Now that winter storms have hit and more are will no doubt soon be coming, we need to be thinking about how to safely deal with snow. For starters, when it is snowy, select appropriate footwear to ensure good traction. Using Ice Trackers or Yak Trak-type devices on ice is a good choice. Also, keeping a small bottle of sand in your car to use as a self-sander can help when you encounter that unexpected ice patch. Also, to avoid a possible slip when exiting or entering your vehicle, place a hand on the door, a hand on the steering wheel, and your feet on the ground – this three-point contact method can make a world of difference in these situations.
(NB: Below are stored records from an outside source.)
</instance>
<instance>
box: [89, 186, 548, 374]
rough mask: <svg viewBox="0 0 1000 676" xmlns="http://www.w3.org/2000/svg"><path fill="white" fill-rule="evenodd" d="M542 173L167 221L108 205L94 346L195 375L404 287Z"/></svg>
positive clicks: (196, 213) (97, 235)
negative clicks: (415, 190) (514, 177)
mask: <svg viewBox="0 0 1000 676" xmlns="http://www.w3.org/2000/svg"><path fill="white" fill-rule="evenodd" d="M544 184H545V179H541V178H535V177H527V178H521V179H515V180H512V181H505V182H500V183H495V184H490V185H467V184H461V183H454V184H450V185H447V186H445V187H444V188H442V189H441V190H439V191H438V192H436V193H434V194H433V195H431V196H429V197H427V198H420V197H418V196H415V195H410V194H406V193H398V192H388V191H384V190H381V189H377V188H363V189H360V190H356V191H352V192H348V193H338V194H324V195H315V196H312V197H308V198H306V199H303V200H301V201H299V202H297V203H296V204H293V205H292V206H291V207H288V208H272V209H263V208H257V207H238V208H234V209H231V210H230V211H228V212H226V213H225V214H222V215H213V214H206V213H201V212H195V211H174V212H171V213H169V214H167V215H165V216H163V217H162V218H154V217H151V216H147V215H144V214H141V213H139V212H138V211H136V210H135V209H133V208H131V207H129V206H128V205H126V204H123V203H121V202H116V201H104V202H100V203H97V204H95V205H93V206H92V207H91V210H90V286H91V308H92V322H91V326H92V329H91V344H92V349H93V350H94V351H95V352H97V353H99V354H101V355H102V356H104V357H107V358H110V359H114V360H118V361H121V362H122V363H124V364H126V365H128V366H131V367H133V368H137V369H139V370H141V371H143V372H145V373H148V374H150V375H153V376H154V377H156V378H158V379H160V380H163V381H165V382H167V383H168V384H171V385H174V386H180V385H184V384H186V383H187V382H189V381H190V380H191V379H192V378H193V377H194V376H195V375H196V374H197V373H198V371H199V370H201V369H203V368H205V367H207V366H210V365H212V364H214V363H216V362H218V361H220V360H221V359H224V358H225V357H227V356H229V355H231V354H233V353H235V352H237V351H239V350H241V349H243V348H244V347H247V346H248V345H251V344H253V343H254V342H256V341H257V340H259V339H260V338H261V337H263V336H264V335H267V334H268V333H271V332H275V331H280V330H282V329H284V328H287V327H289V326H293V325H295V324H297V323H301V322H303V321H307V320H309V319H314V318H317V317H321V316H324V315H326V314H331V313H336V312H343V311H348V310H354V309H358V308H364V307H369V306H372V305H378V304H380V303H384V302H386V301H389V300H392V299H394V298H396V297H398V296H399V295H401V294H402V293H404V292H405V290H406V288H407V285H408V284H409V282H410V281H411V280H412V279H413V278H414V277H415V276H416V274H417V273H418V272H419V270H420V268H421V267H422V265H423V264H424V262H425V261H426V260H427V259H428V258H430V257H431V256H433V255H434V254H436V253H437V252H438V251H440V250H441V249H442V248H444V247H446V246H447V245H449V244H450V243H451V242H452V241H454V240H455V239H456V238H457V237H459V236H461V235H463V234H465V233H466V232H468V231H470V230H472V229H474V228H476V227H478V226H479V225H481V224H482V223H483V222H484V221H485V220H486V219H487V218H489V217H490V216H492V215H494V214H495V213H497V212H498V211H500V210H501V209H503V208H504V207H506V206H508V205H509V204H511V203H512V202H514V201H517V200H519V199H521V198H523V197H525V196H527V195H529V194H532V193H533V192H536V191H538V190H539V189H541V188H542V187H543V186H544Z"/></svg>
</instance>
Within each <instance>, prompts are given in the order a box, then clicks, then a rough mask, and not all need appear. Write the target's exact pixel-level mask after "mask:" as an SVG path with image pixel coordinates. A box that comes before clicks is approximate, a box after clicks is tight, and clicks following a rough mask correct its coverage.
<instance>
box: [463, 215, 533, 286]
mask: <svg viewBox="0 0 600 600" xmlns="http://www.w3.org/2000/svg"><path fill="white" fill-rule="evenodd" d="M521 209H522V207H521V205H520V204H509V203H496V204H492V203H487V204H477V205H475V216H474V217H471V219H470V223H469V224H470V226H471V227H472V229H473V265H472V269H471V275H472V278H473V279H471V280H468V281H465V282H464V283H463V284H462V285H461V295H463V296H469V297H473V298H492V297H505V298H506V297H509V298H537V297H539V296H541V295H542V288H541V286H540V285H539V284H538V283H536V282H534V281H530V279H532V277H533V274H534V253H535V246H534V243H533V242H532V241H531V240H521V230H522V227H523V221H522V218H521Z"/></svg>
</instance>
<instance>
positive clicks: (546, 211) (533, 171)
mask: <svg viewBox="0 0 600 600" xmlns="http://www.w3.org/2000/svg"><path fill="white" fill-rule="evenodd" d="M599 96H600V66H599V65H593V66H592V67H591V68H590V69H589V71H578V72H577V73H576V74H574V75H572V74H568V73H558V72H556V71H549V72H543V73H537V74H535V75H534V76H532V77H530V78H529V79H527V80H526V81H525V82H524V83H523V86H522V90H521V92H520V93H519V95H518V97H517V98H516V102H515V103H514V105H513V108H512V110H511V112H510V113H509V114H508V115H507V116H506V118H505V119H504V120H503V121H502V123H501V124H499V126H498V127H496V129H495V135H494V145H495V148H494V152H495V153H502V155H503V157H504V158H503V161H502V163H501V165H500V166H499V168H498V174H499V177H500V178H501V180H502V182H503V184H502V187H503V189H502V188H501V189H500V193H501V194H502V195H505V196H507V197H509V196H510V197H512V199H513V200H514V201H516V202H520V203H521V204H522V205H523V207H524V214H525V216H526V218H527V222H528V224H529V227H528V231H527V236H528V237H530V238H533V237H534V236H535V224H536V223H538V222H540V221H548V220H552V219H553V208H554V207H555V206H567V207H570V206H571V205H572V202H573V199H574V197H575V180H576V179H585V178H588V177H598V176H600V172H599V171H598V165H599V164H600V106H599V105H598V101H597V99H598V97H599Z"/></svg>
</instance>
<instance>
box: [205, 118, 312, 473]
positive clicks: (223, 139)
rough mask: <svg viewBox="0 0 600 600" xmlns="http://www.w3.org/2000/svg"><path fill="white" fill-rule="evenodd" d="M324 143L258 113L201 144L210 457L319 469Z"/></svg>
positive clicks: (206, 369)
Also, keep in mind that slips do not happen exclusively due to snow and ice conditions at our school facilities; so, be watchful for wet floors or any kind of slippery clutter, such as loose papers. A water spill or debris on floors resulting from poor housekeeping can often increase the potential for a slip event. Finally, make sure the appropriate staff are made aware so as to ensure the situation is addressed as soon as possible.
Trips are another claim area we can work together with our colleagues to address by being vigilant, by partnering with maintenance and other staff to maintain clear pathways, and by ensuring that housekeeping mitigates the risks their routine work can create. When items such as backpacks, chairs, garbage cans, and boxes are left in the wrong places – and especially when they are left in the line of busy walkways – the chances for a tripping event increase significantly. Similarly, if there are extension cords in use, they, too, can cause problems. It’s best to ensure that the cords are appropriately covered with tape or a mat and that other work-related implements are attended to with an eye for injury-prevention. Finally, encourage your staff to focus, literally and figuratively, on safety when moving about the building, especially when they are carrying heavy items or multiply items, as distracted colleagues are often the victims of tripping events.
Unfortunately, most of us do not have gymnast-like abilities and are thus woefully unable to “stick the landing” when falling from the forbidden top rung of a ladder or tumbling from atop an unsteady chair stacked unwisely on a table or another chair – and of course, the best we should hope for when we tempt fate in these ways is a 1-point deduction by terrified onlookers; the worst, and unfortunately more likely, outcome is a painful break and an exceptionally expensive claim. In brief, falls are all-too-common and typically avoidable sources of injury, and they are often surprisingly serious because they involve heights and awkward landings. So, to decrease the likelihood that any of your employees experience a long stay in a hospital bed eating bland food and watching bad TV, make sure they know how to use ladders and step stools safely when reaching things above head height. Further, insist that they NEVER, and I really mean NEVER, step on a wheeled chair to get to an item they need to reach. The little bit of extra time and due diligence it takes to get the appropriate stool or ladder will be invaluable, and certainly preferable to time spent in a hospital. And if a lift of any sort is needed to be used to reach items involved in maintenance work, ALWAYS ensure the only staff using the device have been properly trained on its use and safety features. Please NEVER allow students, or anyone not properly trained, to use man-lifts, ladders, or scaffolds. Finally, do all that you can to ensure everyone reads the manufacturer’s directions and follows the safety guidelines.
Finally, if you see something, say something. We all need a reminder now and again if we’ve forgotten safe practices or might be tempted to take a quick shortcut. So, if you witness a co-worker engaging in unsafe actions such as those noted above, offer to help them perform the action safely or to get the appropriate equipment.
Now that winter is here to stay, please be mindful, aware, and watchful when it comes to helping to Prevent Slips, Trips, and Falls in your facilities.